Recently, celebrities’ past hateful tweets has been resurfacing and has sparked huge controversies among people, especially to those who were seriously offended by the tweets. The 2019 Academy Awards went host-free due to the Kevin Hart’s (host-to-be, comedian and actor) tweet from 2011 and his stand-up in 2010 were revealed to contain homophobic slurs, including the word “Fat Fag.” Not only that, on last July, the director of the famous Marvel franchise “Guardians of the Galaxy,” James Gunn was fired by Disney because of his past tweets in 2009 and 2010 joked on rapes and pedophilia. These are just a few. There are several celebrities that lost their job and reputation due to their past offensive remarks. So while you’re reading this, you may think, “So what’s your opinion on this? Are you with the ‘Oh it was nearly 10 years ago, get over with it’ side or ‘They should pay for their past mistakes?’”
Although I do think it is quite weird that heated argument on celebrities’ past tweets uploaded nearly 10 years ago are happening just recently, there are so many questions revolving around the issue that I think “simply judging an individual” is not the best way to resolve this matter. Certainly, a lot of people were hurt and disappointed by the fact that their favorite celebrities used to be socially insensitive. So I do get where the both sides are coming from, but I’m not here to talk about whether people really “change.” The real problem here is the celebrities’ poor handling of the situation. They have given messy apologies to the angry public.

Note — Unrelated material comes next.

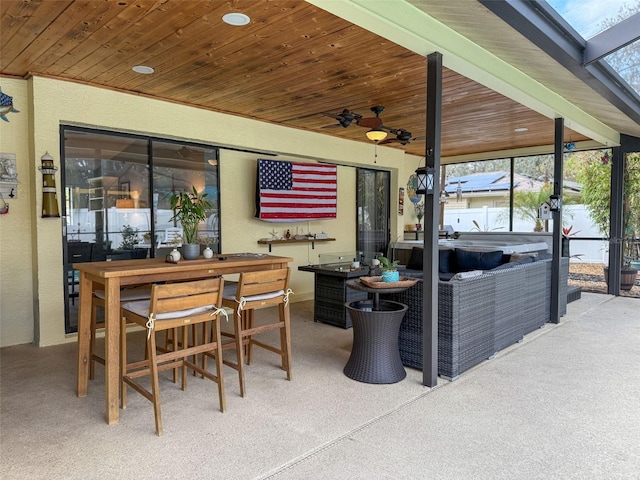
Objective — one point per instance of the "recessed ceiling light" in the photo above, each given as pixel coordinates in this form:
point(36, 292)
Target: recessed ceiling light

For Kevin Hart, it was the Instagram post he posted right after the surge of criticism: “Our world is becoming beyond crazy and I’m not gonna let the craziness frustrate me…If you don’t believe people change, grow, evolve as they get older, I don’t know what to tell you.” While he was still given a chance to host the Academy if he rightfully apologized to the public, choose not to do it because he “had already apologized in the past.” But people didn’t find his past apology very appealing. His apology was full of the whole “people change” idea, which I personally don’t entirely disagree with it, but it’s just that the apology to the LGBTQ+ communities should have come first as the past remarks he made online doesn’t “change.”
For the director James Gunn, his apology goes like this: “Many people who have followed my career know when I started, I viewed myself as a provocateur, making movies and telling jokes that were outrageous and taboo… I used to make a lot of offensive jokes. I don’t anymore. I don’t blame my past self for this, but I like myself more and feel like a more full human being and creator today.” Again, Gunn starts with explaining that he’s not the person people think he is, that it was his way of “joke.” But that’s not what people want to hear, people want to see that he knows the seriousness of his past deeds, and wishes to not make the same mistakes over again. Though he managed to be re-hired by Disney on March, I think this is merely due to Disney being afraid of taking risks for the next Guardians of the Galaxy Vol.3 as the previous ones were huge success.
Really, messy apologies are what made this whole thing worse. It would have been much better for both the public and the celebrity if there was a proper sincere apology. This reminds me with the quote “Your apology needs to be as loud as your disrespect was.”